A ligação entre mesotelina e MUC16 é de alta afinidade, com KD de 5-10 nM (Gubbels et al., 2006). Além disso, a ligação é dependente de glicanos N-ligados a MUC16, mas não da glicosilação de mesotelina, já que a ligação é abolida quando MUC16 é previamente tratada com

N-glicosidase PNGaseF mas ocorre normalmente quando mesotelina é expressa em bactéria (Gubbels et al., 2006).

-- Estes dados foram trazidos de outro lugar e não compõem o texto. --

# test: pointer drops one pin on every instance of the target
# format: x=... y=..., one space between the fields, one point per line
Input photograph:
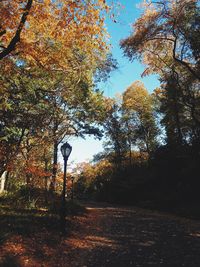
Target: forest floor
x=106 y=235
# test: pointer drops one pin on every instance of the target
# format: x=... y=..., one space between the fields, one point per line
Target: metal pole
x=72 y=189
x=63 y=204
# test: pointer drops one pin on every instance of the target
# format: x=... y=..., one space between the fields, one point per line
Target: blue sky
x=128 y=72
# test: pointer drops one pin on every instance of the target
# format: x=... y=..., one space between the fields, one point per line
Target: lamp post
x=65 y=150
x=72 y=189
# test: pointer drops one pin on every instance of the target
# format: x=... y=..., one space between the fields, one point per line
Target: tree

O sítio de interação a MUC16 na mesotelina foi recentemente identificado por truncagem e mutagênese (Kaneko et al., 2009). É a região E296-L359, que corresponde aos primeiros 64 resíduos da mesotelina. Esse fragmento apresentou 100% da ligação a MUC16 quando comparado com a mesotelina inteira, mostrado por western blot, citometria de fluxo e ELISA. Ele também competiu com a mesotelina inteira pela ligação à MUC16 e mostrou-se capaz de impedir a adesão celular em concentrações de até 10 µg/mL para OVCAR-3 e até 1 µg/mL para células YOU (linhagem de mesotelioma humano). Dos quatro mutantes para alanina gerados nesse trabalho, 1 não foi capaz de ligar a MUC16 (Y318A), 1 reteve 100% da capacidade (H354A) e 2 tiveram a capacidade de ligação diminuída (W321A e E324A). Esses mutantes foram escolhidos baseando-se na conservação de seqüência (comparado com mesotelina de camundongo) e na possibilidade de ligação ao carboidrato.

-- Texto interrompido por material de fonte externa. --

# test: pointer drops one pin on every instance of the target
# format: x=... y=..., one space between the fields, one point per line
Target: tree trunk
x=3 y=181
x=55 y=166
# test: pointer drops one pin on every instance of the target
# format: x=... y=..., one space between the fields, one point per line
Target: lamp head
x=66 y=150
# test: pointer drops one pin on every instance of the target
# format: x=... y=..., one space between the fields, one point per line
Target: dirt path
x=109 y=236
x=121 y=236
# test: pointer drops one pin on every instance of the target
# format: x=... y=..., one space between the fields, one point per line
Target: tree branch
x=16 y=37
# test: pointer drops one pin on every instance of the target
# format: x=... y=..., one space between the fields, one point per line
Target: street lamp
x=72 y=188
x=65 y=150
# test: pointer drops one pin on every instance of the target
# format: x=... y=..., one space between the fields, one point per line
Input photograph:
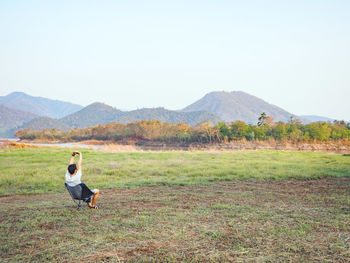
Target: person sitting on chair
x=73 y=177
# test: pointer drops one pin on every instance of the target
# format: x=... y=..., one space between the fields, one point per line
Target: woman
x=73 y=177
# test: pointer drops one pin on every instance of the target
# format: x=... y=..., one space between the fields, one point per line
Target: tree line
x=266 y=129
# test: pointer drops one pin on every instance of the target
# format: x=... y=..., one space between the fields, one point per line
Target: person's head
x=72 y=168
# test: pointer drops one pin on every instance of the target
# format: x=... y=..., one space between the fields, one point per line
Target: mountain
x=41 y=123
x=238 y=105
x=38 y=105
x=99 y=113
x=315 y=118
x=164 y=115
x=11 y=119
x=94 y=114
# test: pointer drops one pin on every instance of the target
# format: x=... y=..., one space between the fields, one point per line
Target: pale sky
x=134 y=54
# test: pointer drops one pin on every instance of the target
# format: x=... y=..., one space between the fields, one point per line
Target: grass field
x=251 y=206
x=42 y=170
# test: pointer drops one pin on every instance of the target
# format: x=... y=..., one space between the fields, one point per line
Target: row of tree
x=155 y=130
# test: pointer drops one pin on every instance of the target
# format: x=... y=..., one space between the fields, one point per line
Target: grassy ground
x=201 y=207
x=41 y=170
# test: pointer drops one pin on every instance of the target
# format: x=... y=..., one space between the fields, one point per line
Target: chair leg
x=80 y=205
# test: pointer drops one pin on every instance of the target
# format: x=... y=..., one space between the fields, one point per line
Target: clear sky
x=134 y=54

No início de 2009 foi publicado um modelo da mesotelina (Sathyanarayana et al., 2009). A modelagem foi feita utilizando-se 9 programas diferentes de predição de estrutura secundária e 4 diferentes servidores de predição de estrutura terciária com a seqüência da proteína precursora MPF/mesotelina. A estrutura que aparece nos resultados de todos os programas é a carioferina α de Saccharomyces cerevisiae (código PBD: 1BK5). O modelo gerado sugere uma estrutura em super-hélice feita de repetições de hélices tipo ARM (figura 29).

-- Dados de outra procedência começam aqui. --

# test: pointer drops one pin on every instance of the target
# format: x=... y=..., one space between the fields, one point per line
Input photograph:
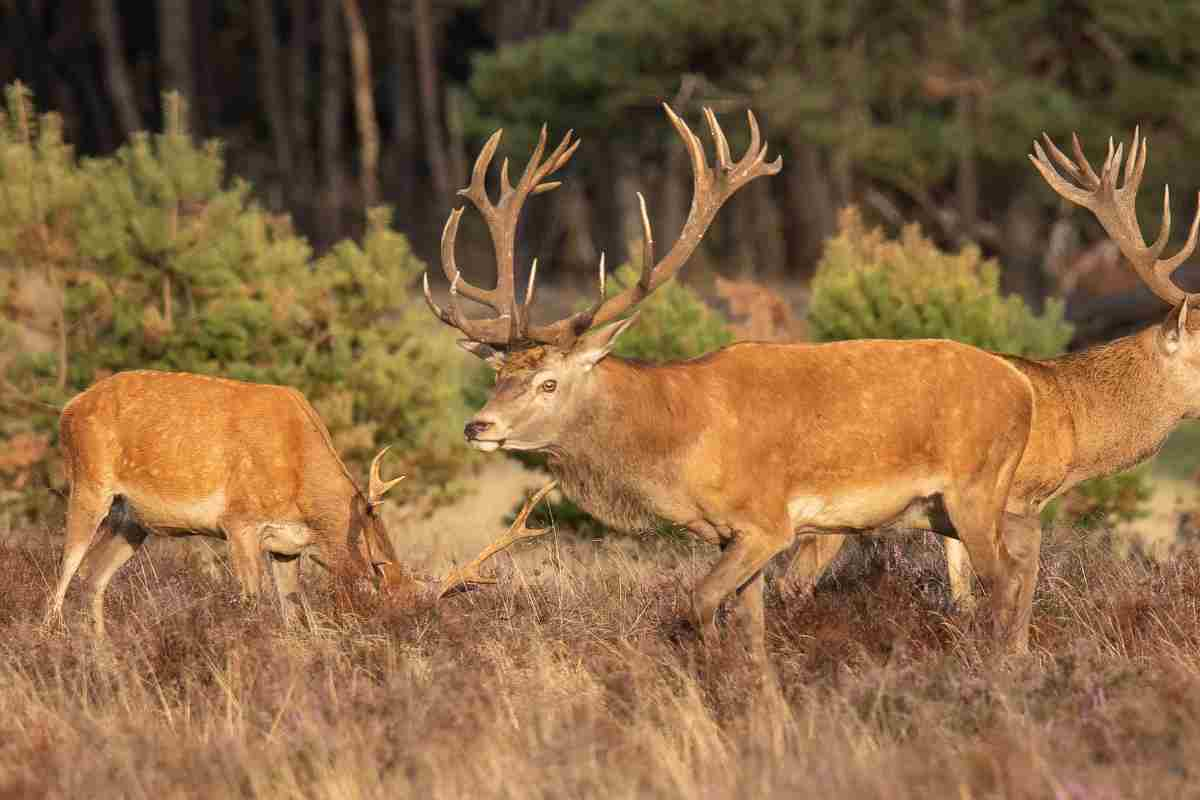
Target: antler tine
x=469 y=575
x=719 y=140
x=376 y=486
x=1115 y=208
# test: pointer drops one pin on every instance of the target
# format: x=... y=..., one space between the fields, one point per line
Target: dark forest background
x=918 y=110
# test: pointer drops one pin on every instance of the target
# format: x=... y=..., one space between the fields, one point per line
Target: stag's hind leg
x=286 y=571
x=811 y=558
x=1019 y=554
x=87 y=510
x=102 y=563
x=977 y=518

Figura 29: O modelo da mesotelina. Em (a), par estéreo da representação de fitas do modelo; em (b),

alinhamento entre motivos repetitivos do modelo de mesotelina e da estrutura de 1BK5. As figuras foram retiradas de Sathyanarayana et al., 2009 e modificadas. A cadeia vai do N para o C-terminal de baixo para cima. As repetições 1, 3, 5 e 7 estão em laranja e as repetições 2, 4, 6 e 8 estão em amarelo. Os resíduos marcados em ciano no alinhamento estão mostrados da mesma cor no modelo e evidenciam posições onde geralmente há resíduos hidrofóbicos em repetições ARM. As setas horizontais no topo do alinhamento mostram as bordas das hélices da 7ª repetição de 1BK5. A seta vertical indica a posição da Y318 de mesotelina. As caixas em vermelho indicam a região de ligação a MUC16 (Kaneko et al., 2009).

a)

A região responsável pela interação com MUC16 compreenderia a primeira repetição e parte da segunda (figura 29) do modelo. A Y318, que se mostrou essencial à ligação, deve se localizar entre duas hélices da primeira repetição, enquanto W321 e E324 estariam localizados no início e no meio, respectivamente, da hélice que vem em seguida na mesma repetição.